How smooth? The smooth model fits the data to within about 2%. It's quantitative evidence J. W. Mason's incredulity was completely unfounded. If we look at these residuals (that are less than 2%), there is a noticeable correlated deviation right during the NY minimum wage increases:
However, this correlated deviation is mirrored in the PA data which means that PA and NY saw the same deviation from smooth growth. There's no meaningful difference between the two that's correlated with the NY minimum wage increases: both saw the same correlated deviation, but more importantly both saw basically wages grow as expected with the deviation from trend growth being less than about 2%. If you forecast in 2010 that average wages would be 10 dollars per hour in 2016, they'd be 10 dollars ± 20 cents.
It's important to emphasize the part about the lack of differences correlated with the minimum wage hikes — over the entire period, wage growth is not just higher but it increases faster on the NY side. But that's a difference between the NY and PA sides of the border that's persistent through the period 2010-2019.

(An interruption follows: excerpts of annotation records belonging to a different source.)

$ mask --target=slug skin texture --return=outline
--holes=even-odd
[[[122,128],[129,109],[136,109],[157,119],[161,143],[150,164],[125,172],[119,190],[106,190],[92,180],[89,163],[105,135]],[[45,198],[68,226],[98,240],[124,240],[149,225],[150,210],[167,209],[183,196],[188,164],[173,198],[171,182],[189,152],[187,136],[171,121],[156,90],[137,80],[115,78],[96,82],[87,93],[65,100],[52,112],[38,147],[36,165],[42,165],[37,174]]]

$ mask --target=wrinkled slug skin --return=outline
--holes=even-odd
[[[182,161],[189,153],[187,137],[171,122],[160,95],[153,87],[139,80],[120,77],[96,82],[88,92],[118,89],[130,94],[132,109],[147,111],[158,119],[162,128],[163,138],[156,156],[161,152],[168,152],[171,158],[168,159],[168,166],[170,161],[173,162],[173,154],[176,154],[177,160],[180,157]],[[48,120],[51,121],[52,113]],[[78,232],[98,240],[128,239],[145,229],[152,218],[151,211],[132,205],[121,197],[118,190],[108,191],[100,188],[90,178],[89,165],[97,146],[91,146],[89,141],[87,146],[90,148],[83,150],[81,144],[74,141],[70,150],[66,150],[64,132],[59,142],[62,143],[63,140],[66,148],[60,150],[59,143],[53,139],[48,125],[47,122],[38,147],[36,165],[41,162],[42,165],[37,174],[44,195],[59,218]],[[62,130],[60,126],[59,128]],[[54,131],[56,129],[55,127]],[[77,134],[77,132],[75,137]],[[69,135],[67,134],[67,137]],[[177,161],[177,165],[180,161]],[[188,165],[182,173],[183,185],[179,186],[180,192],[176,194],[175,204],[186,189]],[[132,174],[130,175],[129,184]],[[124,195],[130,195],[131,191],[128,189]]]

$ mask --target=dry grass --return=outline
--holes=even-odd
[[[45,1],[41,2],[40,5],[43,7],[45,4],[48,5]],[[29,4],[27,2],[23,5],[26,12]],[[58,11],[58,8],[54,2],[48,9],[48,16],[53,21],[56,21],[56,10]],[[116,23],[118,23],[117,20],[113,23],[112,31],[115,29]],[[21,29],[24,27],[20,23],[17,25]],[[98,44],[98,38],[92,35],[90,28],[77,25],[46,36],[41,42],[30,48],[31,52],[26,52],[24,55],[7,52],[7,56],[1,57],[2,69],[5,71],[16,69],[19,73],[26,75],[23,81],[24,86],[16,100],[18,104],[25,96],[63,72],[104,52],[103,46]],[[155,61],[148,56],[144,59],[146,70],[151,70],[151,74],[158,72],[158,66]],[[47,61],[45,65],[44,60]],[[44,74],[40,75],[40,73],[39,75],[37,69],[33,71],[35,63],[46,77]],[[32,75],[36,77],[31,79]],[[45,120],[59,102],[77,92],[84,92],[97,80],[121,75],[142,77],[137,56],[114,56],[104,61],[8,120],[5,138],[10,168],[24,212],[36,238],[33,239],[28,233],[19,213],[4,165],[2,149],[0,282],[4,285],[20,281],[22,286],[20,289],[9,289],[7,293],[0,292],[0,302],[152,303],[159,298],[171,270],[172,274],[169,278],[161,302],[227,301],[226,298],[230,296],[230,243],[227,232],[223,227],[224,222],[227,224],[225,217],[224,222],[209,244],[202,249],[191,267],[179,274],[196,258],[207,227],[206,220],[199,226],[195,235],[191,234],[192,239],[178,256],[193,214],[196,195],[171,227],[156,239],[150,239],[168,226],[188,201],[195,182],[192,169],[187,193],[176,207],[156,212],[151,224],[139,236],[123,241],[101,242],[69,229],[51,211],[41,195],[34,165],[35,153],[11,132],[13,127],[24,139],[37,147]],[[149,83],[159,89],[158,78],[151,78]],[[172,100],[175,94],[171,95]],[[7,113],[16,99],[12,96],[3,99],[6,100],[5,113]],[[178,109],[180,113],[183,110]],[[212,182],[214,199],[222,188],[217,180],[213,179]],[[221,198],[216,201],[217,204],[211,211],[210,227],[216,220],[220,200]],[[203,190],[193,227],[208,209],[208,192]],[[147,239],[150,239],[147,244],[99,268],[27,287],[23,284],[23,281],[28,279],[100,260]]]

Does this mean minimum wages are bad? No! In fact, since wages are largely a good proxy for economic output, it means that this shows minimum wages likely have no effect on economic growth. Unlike the naysayers who say minimum wage hikes slow growth or cause unemployment, this aggregate data shows they have no real effect.
Wait, no effect? How can that be good?
Because it's no effect at the aggregate level. At the individual level, earning more money for an hour of minimum wage work is a great benefit since one earns the money faster while allocating a given amount of one's limited time to work. If you don't see any aggregate effects, it basically means minimum wage workers effectively have more free time since they're ostensibly producing the same output for the same total compensation (which they arrive at faster because of the higher wage) — otherwise, there'd be aggregate effects!
If your car gets a boost and now travels 100 mph instead of 70 mph, but you still get from Seattle to Portland in three hours, you must have had spent more time stopped at a rest stop or eating at a restaurant — increased leisure time.
Of course, this is assuming the data is measured properly and these conclusions are correct about no aggregate effects — some studies see net gains from minimum wage increases (i.e. we get from Seattle to Portland in two and a half hours).